One could easily imagine Mike Masters as the burly brute who runs down the beach and kicks sand into the face of the 98-pound weakling. The truth of the matter is, however, that the chap with the frail frame could sandblast Mike without any fear of physical damage.
Mike Masters, probably one of the most rugged actors in movies and television today, saves all his physical exertion for his numerous screen roles and would rather spend his free moments discussing music, philosophy, hypnotism, literature and -- most of all -- acting.
A blond six -- footer, who goes 195-pounds in weight, Mike has emerged as one of the most chameleon-like actors to hit the Hollywood sound stages in many years. He can swing with ease from the role of a brutal top sergeant to a mild-mannered clergyman and give both roles total and believable impact.
"He's an amazing person," admited former Academy Award nominee Nick Adams. "One moment he looks like he's doing Hercules and the next time you see him you think of Andy Hardy. His dramatic range -- comedy to drama -- is tremendous."
Because of his excellent physical condition, Mike has in the past been called up for roles that call for red meat action. And because he is in tip top shape he has never used a stuntman. "If I'm hired for a role and have to fall off a horse then it's me taking the fall," Mike explains. "I'm a big boy now. I don't worry about getting hurt."
Yet it was for these very reasons that Mike turned down a dozen rough and tumble roles for a solid year. He wanted to start off with parts that would reveal his acting ability.

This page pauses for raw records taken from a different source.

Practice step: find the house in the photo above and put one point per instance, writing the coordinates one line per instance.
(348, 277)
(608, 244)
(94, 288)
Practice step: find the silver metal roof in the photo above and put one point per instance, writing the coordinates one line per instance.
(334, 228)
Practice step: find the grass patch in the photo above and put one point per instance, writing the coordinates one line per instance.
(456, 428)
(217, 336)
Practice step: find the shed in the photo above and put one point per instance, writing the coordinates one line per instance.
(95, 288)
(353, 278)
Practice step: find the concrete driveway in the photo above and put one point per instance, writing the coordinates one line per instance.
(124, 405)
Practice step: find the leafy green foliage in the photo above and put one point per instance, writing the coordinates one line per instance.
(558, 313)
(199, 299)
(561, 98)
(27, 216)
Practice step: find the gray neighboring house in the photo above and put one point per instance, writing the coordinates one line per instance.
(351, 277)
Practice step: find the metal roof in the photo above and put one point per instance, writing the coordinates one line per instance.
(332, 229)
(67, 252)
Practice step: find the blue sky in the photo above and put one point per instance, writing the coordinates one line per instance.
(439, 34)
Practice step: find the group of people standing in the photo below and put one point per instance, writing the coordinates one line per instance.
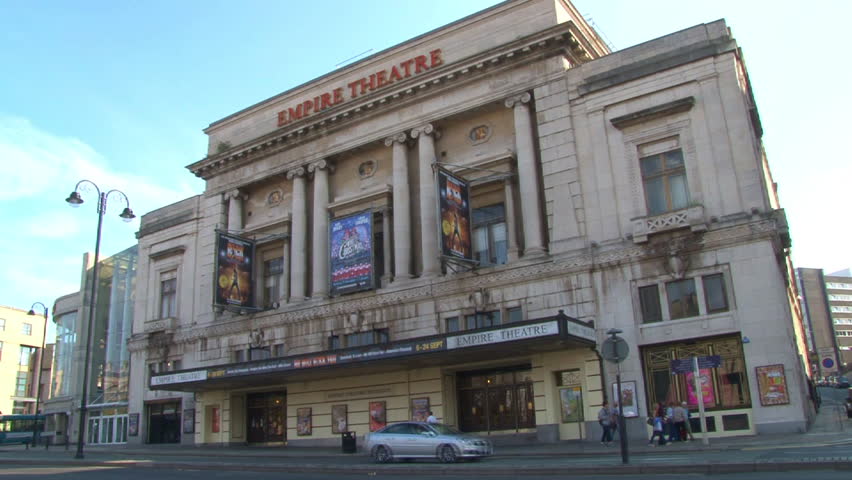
(670, 424)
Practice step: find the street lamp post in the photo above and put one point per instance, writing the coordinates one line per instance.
(74, 199)
(40, 361)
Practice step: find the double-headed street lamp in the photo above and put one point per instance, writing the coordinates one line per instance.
(127, 215)
(40, 358)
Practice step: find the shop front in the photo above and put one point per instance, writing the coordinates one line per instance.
(498, 380)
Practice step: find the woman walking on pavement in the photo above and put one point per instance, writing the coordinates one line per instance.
(657, 425)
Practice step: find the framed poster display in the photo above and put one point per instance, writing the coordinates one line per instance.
(378, 415)
(455, 224)
(338, 419)
(571, 404)
(304, 422)
(133, 425)
(628, 398)
(772, 385)
(234, 265)
(419, 409)
(189, 420)
(351, 255)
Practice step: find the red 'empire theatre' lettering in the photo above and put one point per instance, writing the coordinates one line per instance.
(361, 86)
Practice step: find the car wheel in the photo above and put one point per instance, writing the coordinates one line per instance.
(447, 454)
(382, 454)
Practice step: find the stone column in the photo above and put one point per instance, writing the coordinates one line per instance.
(401, 208)
(386, 245)
(319, 271)
(298, 236)
(284, 294)
(235, 210)
(527, 175)
(428, 201)
(511, 232)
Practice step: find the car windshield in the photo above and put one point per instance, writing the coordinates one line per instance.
(444, 429)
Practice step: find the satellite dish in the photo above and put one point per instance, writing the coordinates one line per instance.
(615, 349)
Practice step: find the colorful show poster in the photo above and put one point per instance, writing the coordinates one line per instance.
(705, 380)
(454, 195)
(772, 384)
(234, 262)
(352, 253)
(378, 416)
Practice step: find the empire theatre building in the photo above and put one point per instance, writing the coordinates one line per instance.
(453, 224)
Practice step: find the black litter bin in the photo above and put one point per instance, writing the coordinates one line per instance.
(348, 442)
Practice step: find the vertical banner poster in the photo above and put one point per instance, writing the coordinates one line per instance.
(304, 423)
(628, 398)
(338, 419)
(454, 203)
(378, 415)
(419, 409)
(705, 381)
(772, 384)
(571, 404)
(352, 253)
(234, 262)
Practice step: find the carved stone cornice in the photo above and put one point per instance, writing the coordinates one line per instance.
(398, 138)
(518, 99)
(546, 43)
(296, 172)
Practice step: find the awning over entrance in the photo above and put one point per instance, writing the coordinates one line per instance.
(510, 340)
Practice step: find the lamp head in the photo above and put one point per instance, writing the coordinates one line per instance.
(127, 214)
(75, 200)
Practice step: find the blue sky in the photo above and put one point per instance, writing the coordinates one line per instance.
(118, 93)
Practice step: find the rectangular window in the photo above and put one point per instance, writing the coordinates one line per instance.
(273, 274)
(168, 298)
(714, 293)
(664, 179)
(482, 320)
(649, 300)
(683, 301)
(489, 235)
(452, 324)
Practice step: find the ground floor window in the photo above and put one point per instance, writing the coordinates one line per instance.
(496, 399)
(267, 417)
(107, 426)
(164, 422)
(724, 387)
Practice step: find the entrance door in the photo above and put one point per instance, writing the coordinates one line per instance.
(266, 417)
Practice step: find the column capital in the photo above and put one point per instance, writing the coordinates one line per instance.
(235, 194)
(321, 165)
(427, 129)
(296, 172)
(518, 99)
(398, 138)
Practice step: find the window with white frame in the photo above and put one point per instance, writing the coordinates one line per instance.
(663, 176)
(683, 298)
(168, 296)
(489, 235)
(273, 275)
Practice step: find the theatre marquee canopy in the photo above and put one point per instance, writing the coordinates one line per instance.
(558, 332)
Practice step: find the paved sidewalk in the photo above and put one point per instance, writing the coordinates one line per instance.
(828, 445)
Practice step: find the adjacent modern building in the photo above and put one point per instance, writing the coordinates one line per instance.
(21, 341)
(827, 304)
(453, 225)
(106, 416)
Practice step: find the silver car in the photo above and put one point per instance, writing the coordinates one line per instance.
(425, 440)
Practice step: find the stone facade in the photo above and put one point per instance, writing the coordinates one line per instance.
(556, 138)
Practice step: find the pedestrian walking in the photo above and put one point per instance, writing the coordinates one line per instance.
(605, 421)
(657, 422)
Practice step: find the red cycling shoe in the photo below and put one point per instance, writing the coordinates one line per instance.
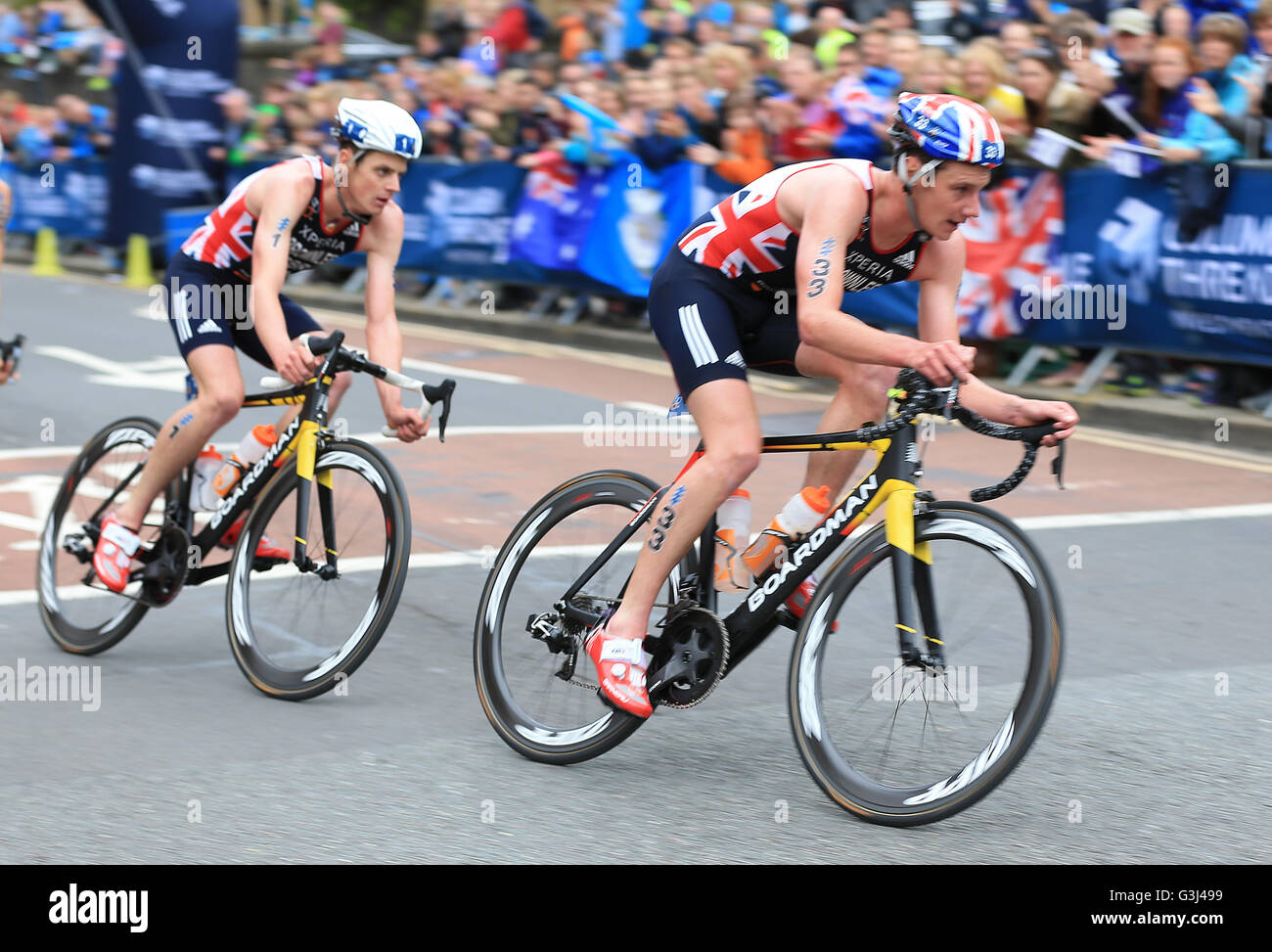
(113, 558)
(621, 664)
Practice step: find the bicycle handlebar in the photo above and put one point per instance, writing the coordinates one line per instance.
(924, 396)
(348, 359)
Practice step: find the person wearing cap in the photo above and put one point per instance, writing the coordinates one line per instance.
(1131, 41)
(1131, 37)
(758, 280)
(223, 292)
(1226, 70)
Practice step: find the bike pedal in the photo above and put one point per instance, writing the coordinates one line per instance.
(615, 707)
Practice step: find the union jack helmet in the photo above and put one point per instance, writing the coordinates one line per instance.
(946, 127)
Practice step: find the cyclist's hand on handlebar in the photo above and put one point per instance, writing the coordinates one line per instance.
(1054, 411)
(942, 360)
(296, 364)
(410, 424)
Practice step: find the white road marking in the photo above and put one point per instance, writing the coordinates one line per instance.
(449, 371)
(445, 561)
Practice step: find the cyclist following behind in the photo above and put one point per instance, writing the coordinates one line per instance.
(717, 305)
(291, 216)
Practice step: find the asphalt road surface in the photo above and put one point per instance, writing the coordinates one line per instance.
(1156, 749)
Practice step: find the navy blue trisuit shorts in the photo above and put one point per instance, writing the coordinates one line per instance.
(211, 309)
(711, 331)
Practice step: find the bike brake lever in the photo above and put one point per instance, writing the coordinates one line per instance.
(441, 392)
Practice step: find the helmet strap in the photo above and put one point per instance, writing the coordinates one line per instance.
(359, 219)
(907, 186)
(365, 219)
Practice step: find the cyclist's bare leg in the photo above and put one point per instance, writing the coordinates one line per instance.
(183, 434)
(860, 397)
(726, 418)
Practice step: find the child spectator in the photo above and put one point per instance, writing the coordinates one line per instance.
(742, 157)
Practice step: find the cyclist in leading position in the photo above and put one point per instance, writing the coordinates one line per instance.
(291, 216)
(716, 305)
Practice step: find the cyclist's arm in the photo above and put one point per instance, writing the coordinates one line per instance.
(5, 207)
(383, 246)
(937, 321)
(284, 195)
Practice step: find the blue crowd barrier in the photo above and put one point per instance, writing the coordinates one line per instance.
(1118, 276)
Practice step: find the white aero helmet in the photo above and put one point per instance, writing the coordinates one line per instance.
(374, 125)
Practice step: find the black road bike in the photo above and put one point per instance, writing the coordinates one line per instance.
(923, 668)
(295, 626)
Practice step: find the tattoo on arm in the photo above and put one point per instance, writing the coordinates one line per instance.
(821, 267)
(176, 428)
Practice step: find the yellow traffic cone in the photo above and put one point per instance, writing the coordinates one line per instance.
(136, 273)
(46, 263)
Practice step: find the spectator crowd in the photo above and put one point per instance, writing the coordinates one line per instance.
(743, 87)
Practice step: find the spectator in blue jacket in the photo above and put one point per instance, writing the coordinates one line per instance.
(666, 134)
(1221, 38)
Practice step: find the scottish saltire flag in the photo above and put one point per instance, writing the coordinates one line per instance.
(601, 125)
(559, 202)
(639, 218)
(1010, 249)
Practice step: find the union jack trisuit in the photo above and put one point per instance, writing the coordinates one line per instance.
(723, 298)
(621, 664)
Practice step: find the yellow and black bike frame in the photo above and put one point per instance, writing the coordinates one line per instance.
(300, 438)
(890, 482)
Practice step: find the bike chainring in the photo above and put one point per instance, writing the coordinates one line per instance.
(166, 567)
(690, 658)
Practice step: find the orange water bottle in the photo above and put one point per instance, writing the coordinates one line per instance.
(733, 531)
(799, 516)
(250, 451)
(202, 495)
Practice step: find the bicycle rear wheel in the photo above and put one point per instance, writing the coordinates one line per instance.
(901, 746)
(538, 688)
(296, 634)
(79, 618)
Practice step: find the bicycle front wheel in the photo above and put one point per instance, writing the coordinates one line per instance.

There were some lean days for Mike and his wife and three kids, but he proved his point in such fine movies as Seven Days in May, All Fall Down, Walk On The Wild Side, as well as Seconds and Our Man Flint.
Mike gets parts of all kinds, and particularly enjoys off beat characters with a lot of depth. He loves to research them and portray them, ranging from the highly neurotic modem man to the freedom of the Wallace Beery western.
In addition to his movie roles, Mike has, at one time or another, romped through some 300 televisions roles -- everything from December Bride, and The Jane Wyman Show to the rugged M Squad, The Wild Wild West and Gunsmoke. He also appeared in what he terms "acting -- plus" roles on "Playhouse 90" and "Studio One".
Mike feels he brings authority and authenticity to every role he portrays because his life, which began on the south side of Chicago, took him to Europe with the army, had him kick around the country as a "professional wanderer", and then had him attack the high, cold walls of show business. "Something rubs off on me -- from every experience", states Mike.
"I've played junkies, drunks, stickup artists, con men, politicians, doctors, -- -- and once I played a restaurant chef -- because I'm a person who does a lot of observing," Mike states. "I study people and their ways the same way the scientist studies a specimen -- through a magnifying glass."
Mike admits to having rubbed shoulders with all types of people in all types of places and all types of situations. "I try to go for the depth in people's characters and discover the scars that have been added since their pure naked birth", he adds. "As a competent actor I feel I have to come into contact with people from all walks of life. People are not black or white -- just many shades of gray.
If a description of his acting ability had to be pinned on him, Mike feels that 'a character lead' should fit the bill. "I like to think that I'm remembered off the screen after I've been on the screen," he smiles. "I like to think that the viewers think about the role I played -- whether they liked it or not. But I like to make them think."
During his shoulder rubbing days with life, Mike has been a dog trainer, radio announcer, fencing enthusiast, musician, A.A.U. champion wrestler, lumberjack, lifeguard, and worked as a veterinarian.
He was married to Marilyn Danielsen, a former model -- actress, and they had three children -- Robbie, Kim, and Mike. They lived on a small ranch way outside Hollywood which was the nearest thing to a zoo this side of a zoo since the non-human population consists of six horses, 20 goats, 10 Great Danes, 25 pigeons, five cats, a tortoise, Mynah bird and some rabbits.
Mike is an army veteran. He served at the 28th General Hospital at Croix Chapeau in France during the Korean War. The men, suffering physical and mental wounds, were treated at the hospital and it was here that Mike developed a "hypnotic-therapy" approach to caring for them.
"I mastered hypnotism to put the patients to sleep," he recalls. "That was what they needed more than anything. To sleep and forget. I teamed how to 'rehabilitate' muscles they had lost the use of because of wounds or long spells in bed. I learned a lot from those guys. I learned what courage was because I saw cases of it before my eyes every day.
Mike admits his family came before his career and that they spent a lot of time at the beach when they are not riding about the countryside on their horses.
"I don't know what a father I am to them," he admits. "I tried to teach them kindness, responsibility, a sense of proportion and what is right and wrong. Most of all I drummed into them 'know thy self'."